The American remix was later included on The Final and later, the greatest hits compilation album The Best of Wham!: If You Were There.... However, the original version was included on the US release of Make It Big.

==Critical reception==
Cash Box said that "George Michael's R&B tinged vocals soar with the tune's catchy refrain." Billboard described the song as a "Motown tribute".

== Music Video ==
The film was shot in China, because Simon Napier-Bell wanted to increase the band's popularity by creating an unusual music video. It includes concert footage, people traveling over a bridge, footage of the countryside, and the band members walking around the Great Wall.

==Track listings==

- Incorrectly labelled as 5:00 in length.
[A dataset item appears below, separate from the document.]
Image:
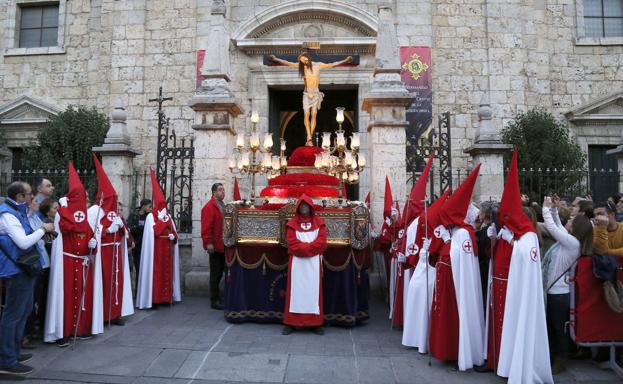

- The "long version" is mislabeled as the "long mix".

7-inch: Epic / A 4743 (UK)
| No. | Title | Length |
|---|---|---|
| 1. | "Freedom" | 5:08 |
| 2. | "Freedom" (instrumental) | 5:10 |

7-inch: Columbia / 38-05409 (US)
| No. | Title | Length |
|---|---|---|
| 1. | "Freedom" | 5:20 |
| 2. | "Heartbeat" | 4:42 |

12-inch: Epic / TA 4743 (UK)
| No. | Title | Length |
|---|---|---|
| 1. | "Freedom" (long version) | 7:14 |
| 2. | "Freedom" (instrumental) | 5:10 |

12-inch maxi single: Columbia / 44-05238 (US)
| No. | Title | Length |
|---|---|---|
| 1. | "Freedom" (long mix) | 6:16 |
| 2. | "Heartbeat" | 4:42 |
| 3. | "Freedom" (instrumental) | 5:10 |

==Charts==

===Weekly charts===

Weekly chart performance for "Freedom"
| Chart (1984–1985) | Peak position |
|---|---|
| Australia (Kent Music Report) | 3 |
| Austria (Ö3 Austria Top 40) | 23 |
| Belgium (Ultratop 50 Flanders) | 2 |
| Belgium (VRT Top 30 Flanders) | 2 |
| Canada Top Singles (RPM) | 10 |
| Canada Adult Contemporary (RPM) | 3 |
| Canada (CHUM) | 5 |
| Europe (European Hot 100 Singles) | 3 |
| Finland (Suomen virallinen lista) | 5 |
| France (SNEP) | 16 |
| Germany (GfK) | 14 |
| Iceland (RÚV) | 1 |
| Ireland (IRMA) | 1 |
| Italy (Musica e dischi) | 5 |
| Netherlands (Dutch Top 40) | 2 |
| Netherlands (Single Top 100) | 3 |
| New Zealand (Recorded Music NZ) | 8 |
| Norway (VG-lista) | 1 |
| South Africa (Springbok Radio) | 8 |
| Sweden (Sverigetopplistan) | 9 |
| Switzerland (Schweizer Hitparade) | 5 |
| UK Singles (Official Charts) | 1 |
| US Billboard Hot 100 | 3 |
| US Adult Contemporary (Billboard) | 4 |
| US Cash Box Top 100 | 10 |
| US Contemporary Hit Radio (Radio & Records) | 6 |

===Year-end charts===

1984 year-end chart performance for "Freedom"
| Chart (1984) | Position |
|---|---|
| Australia (Kent Music Report) | 52 |
| Belgium (Ultratop 50 Flanders) | 19 |
| Netherlands (Dutch Top 40) | 11 |
| Netherlands (Single Top 100) | 15 |
| UK Singles (OCC) | 10 |

1985 year-end chart performance for "Freedom"
| Chart (1985) | Position |
|---|---|
| US Billboard Hot 100 | 76 |
| US Adult Contemporary (Billboard) | 30 |
| US Cash Box Top 100 | 84 |

==Certifications==

Certifications for "Freedom"
| Region | Certification | Certified units/sales |
| Netherlands (NVPI) | Gold | 75,000^{^} |
| United Kingdom (BPI) | Gold | 700,000 |
^{^} Shipments figures based on certification alone.

==Cover versions==
British country singer Tommy Atkins released a cover version of "Freedom" in 2020. His version featured an "openly gay" lyric edit, swapping in "boy, all I really want is you." The recording reached the top 5 on download charts across the UK, Canada and New Zealand. The recording made history, becoming the first country hit in the UK and Europe to feature overtly gay lyrics. Atkins' version was playlisted by hundreds of major country radio and pop stations. The cultural significance of this was acknowledged in the BBC 6 Music documentary Loud and Proud.